Coupled phase field, heat conduction, and elastodynamic simulations of kinetic superheating and nanoscale melting of aluminum nanolayer irradiated by picosecond laser

Abstract

An advanced continuum model for nanoscale melting and kinetic superheating of an aluminum nanolayer irradiated by a picosecond laser is formulated. Barrierless nucleation of surface premelting and melting occurs, followed by a propagation of two solid–melt interfaces toward each other and their collision. For a slow heating rate of Q = 0.015 K ps⁻¹ melting occurs at the equilibrium melting temperature under uniaxial strain conditions T^ε_eq = 898.1 K (i.e., below equilibrium melting temperature T_eq = 933.67 K) and corresponding biaxial stresses, which relax during melting. For a high heating rate of Q = 0.99–84 K ps⁻¹, melting occurs significantly above T_eq. Surprisingly, an increase in heating rate leads to temperature reduction at the 3 nm wide moving interfaces due to fast absorption of the heat of fusion. A significant, rapid temperature drop (100–500 K, even below melting temperature) at the very end of melting is revealed, which is caused by the collision of two finite-width interfaces and accelerated melting in about the 5 nm zone. For Q = 25–84 K ps⁻¹, standing elastic stress waves are observed in a solid with nodal points at the moving solid–melt interfaces, which, however, do not have a profound effect on melting time or temperatures.
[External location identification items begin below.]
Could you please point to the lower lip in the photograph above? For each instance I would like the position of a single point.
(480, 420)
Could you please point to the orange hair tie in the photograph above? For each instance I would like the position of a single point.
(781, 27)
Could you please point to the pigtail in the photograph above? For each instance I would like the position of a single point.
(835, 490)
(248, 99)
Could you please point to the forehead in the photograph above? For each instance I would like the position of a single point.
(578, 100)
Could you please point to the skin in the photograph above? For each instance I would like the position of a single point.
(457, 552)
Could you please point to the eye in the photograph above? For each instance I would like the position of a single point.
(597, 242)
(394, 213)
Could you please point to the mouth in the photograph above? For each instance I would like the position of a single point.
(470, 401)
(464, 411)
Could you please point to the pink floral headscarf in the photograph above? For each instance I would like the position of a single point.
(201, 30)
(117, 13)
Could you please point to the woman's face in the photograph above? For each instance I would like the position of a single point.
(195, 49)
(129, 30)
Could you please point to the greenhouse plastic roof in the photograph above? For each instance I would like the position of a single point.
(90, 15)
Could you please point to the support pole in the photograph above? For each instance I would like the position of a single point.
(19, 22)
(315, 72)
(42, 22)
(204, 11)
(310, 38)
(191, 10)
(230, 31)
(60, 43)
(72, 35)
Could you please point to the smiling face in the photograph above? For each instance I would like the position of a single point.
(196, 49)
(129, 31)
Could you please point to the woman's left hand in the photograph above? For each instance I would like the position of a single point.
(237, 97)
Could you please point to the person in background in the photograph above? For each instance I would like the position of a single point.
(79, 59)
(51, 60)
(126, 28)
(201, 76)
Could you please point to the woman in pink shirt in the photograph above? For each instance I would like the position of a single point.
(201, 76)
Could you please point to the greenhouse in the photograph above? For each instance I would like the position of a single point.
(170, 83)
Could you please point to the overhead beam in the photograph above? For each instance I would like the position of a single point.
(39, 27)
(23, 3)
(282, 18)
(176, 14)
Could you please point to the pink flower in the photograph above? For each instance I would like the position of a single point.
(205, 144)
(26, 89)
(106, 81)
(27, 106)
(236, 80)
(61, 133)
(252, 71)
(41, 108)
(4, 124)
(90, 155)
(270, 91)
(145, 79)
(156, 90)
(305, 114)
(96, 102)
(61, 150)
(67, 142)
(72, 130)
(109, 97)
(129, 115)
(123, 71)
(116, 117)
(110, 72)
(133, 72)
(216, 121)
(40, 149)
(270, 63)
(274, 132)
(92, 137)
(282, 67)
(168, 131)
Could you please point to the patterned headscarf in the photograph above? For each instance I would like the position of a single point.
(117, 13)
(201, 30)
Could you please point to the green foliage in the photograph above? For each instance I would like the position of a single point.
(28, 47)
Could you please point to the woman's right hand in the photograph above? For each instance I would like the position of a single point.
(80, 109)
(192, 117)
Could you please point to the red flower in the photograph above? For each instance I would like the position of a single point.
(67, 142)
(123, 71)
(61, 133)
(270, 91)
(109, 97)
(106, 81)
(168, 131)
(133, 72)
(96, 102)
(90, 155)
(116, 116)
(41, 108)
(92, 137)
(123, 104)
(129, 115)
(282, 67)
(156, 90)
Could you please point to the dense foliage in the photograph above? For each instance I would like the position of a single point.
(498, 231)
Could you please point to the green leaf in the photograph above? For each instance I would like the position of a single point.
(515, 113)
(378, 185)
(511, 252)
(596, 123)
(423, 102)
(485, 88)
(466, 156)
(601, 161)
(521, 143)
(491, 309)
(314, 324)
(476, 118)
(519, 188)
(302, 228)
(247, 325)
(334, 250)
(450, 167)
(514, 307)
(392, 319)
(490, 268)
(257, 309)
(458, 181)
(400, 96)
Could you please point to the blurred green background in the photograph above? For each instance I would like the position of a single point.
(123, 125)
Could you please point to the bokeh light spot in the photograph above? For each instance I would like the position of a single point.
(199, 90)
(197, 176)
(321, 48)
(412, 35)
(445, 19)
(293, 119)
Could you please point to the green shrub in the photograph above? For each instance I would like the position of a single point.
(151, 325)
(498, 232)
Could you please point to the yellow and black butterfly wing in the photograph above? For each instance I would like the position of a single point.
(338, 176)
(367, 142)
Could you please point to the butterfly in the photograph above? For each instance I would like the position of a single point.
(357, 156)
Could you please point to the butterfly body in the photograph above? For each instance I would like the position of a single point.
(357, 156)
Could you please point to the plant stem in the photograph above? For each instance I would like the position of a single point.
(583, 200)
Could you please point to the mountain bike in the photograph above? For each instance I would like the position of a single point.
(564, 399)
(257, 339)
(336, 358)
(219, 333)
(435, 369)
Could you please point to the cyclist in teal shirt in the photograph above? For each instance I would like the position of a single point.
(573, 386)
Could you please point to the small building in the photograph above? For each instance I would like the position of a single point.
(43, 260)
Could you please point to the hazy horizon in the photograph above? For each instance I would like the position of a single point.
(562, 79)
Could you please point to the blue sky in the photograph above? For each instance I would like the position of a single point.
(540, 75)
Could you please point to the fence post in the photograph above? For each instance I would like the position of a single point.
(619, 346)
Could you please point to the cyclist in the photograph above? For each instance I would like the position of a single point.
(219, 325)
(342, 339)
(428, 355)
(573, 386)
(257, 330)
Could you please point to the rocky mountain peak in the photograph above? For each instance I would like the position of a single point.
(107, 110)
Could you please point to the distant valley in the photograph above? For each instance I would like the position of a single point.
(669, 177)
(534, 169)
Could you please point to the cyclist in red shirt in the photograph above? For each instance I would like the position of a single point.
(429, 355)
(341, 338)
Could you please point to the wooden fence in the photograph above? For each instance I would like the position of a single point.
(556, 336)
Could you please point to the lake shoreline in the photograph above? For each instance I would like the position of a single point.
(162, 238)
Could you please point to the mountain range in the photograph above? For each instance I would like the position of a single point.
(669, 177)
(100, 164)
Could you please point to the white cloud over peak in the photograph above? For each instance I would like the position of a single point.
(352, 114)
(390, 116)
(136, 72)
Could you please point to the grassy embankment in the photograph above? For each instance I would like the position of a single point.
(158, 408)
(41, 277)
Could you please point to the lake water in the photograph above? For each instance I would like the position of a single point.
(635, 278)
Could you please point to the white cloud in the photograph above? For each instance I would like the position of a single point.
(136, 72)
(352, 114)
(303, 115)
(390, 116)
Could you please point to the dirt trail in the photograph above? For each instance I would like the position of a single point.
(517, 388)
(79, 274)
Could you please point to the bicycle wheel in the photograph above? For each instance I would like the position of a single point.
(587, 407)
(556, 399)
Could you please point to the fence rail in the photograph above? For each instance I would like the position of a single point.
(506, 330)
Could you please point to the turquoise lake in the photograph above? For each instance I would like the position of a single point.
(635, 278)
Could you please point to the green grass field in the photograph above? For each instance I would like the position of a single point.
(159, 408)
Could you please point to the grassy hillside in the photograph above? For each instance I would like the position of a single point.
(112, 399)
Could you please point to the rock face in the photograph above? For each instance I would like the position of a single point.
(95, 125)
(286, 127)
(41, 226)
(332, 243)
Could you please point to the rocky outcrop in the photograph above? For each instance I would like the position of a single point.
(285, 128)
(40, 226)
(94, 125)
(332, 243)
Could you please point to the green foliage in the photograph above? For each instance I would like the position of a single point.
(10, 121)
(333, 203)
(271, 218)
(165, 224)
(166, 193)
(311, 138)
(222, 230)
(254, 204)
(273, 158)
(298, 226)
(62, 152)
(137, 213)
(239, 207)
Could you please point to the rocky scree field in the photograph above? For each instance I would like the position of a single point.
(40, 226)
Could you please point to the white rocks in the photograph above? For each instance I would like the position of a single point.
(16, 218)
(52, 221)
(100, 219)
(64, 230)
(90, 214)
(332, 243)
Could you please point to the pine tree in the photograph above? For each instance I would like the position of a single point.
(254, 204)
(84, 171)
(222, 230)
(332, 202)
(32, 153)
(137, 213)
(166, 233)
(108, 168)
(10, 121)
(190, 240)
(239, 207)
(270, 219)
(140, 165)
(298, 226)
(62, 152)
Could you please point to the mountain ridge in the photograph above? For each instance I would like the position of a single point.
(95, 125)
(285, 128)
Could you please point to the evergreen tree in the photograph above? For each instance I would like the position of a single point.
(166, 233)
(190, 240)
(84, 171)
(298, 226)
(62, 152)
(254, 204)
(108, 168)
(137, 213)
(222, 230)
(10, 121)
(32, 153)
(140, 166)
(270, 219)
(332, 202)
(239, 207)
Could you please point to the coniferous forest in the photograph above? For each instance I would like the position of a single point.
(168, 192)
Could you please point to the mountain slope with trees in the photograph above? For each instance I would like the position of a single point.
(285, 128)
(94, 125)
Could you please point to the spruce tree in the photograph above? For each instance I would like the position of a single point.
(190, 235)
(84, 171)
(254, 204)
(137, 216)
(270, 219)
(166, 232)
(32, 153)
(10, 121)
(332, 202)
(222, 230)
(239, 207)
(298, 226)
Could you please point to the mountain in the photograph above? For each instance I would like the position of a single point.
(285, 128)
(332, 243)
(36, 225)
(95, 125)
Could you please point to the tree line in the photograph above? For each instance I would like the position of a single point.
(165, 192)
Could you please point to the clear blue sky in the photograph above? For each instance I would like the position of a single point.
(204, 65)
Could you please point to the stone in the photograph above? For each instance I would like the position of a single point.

When surface melting is suppressed, barrierless bulk melting occurs in the entire sample, and elastodynamic effects are more important. Good correspondence with published, experimentally-determined melting time is found for a broad range of heating rates. Similar approaches can be applied to study various phase transformations in different materials and nanostructures under high heating rates.